Quando Paulo escreve o seu poema sobre a excelência da caridade argumenta com beleza e precisão sobre nossa dualidade evolutiva na Terra: "Porque, em parte, conhecemos, e em parte profetizamos" (I Coríntios 13:9). Com base nas experiências vividas e somadas pelas reencarnações (neste ponto, temos de considerar não somente a intuição de conteúdos vividos em outras existências, que brotam de nossa alma quando as circunstâncias favorecem a emersão dessas forças e habilidades, já de algum modo trabalhadas anteriormente mas também no contexto social, em que as heranças experimentais humanas de muitas épocas nos situam em patamares diferenciados de progresso, se comparamos o nosso hoje com o pretérito mais rude e mais fechado, em todos os sentidos), cada um de nós vai distinguindo coisas e pessoas, sua natureza e tendências. Podemos dar notícias dos rudimentos espirituais e morais de tudo, mas ainda somos acanhados em relação à compreensão da vida, além dos véus. Daí a importância da proposta "profetizar", que requer sintonia com o Alto tendo por alicerce o que já conhecemos. É por esse mecanismo que a fé torna-se instrumento de elevação do indivíduo, pois, carreando consigo a percepção de forças e ideais já trabalhados, torna-se capaz de se projetar no tempo e no espaço, para alcançar, no plano de sua sensibilidade anímica, as certezas que desafiam os mais acanhados nesse processo: "Ora, a fé é o firme fundamento das coisas que se esperam, e a prova das coisas que se não veem" (Hebreus 11:1).

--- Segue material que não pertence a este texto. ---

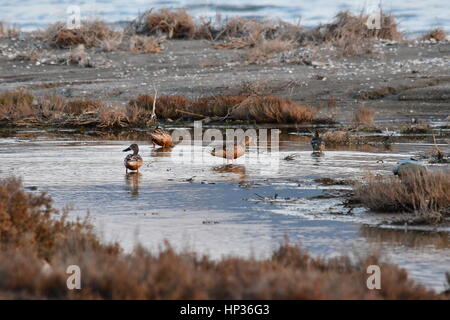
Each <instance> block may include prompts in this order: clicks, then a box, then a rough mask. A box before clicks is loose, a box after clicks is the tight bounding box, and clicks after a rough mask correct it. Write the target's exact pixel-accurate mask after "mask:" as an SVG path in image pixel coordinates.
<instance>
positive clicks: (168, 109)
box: [129, 94, 190, 119]
mask: <svg viewBox="0 0 450 320" xmlns="http://www.w3.org/2000/svg"><path fill="white" fill-rule="evenodd" d="M189 104H190V101H189V100H188V99H187V98H185V97H184V96H177V95H175V96H160V97H158V98H157V99H156V107H155V113H156V116H157V117H158V118H159V119H168V118H172V119H175V118H179V117H180V116H182V114H180V112H179V110H186V108H187V106H188V105H189ZM129 105H130V106H136V107H139V108H141V109H144V110H146V111H148V114H149V115H150V112H151V111H152V109H153V97H152V96H150V95H148V94H142V95H140V96H138V97H137V98H136V99H132V100H131V101H130V102H129Z"/></svg>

Quando Pedro vislumbra no Senhor "o Cristo, o Filho de Deus vivo" (MT 16:16-17), ele o faz por efeito de profecia: "[... ] porque to não revelou a carne e o sangue, mas meu Pai, que está nos céus". Em seguida, quando ele se opõe ao testemunho de Jesus, é tido pelo Mestre como "instrumento de Satanás". Nessa hora ele aplica o outro lado que "conhece", segundo sua natureza humana - o ego. Nessa circunstância se revela a dualidade, o embate entre o "homem velho" e o "Filho do homem". Como resultante dessa luta, que na Terra guarda o nome de "expiações e provas", surgirá a "Regeneração".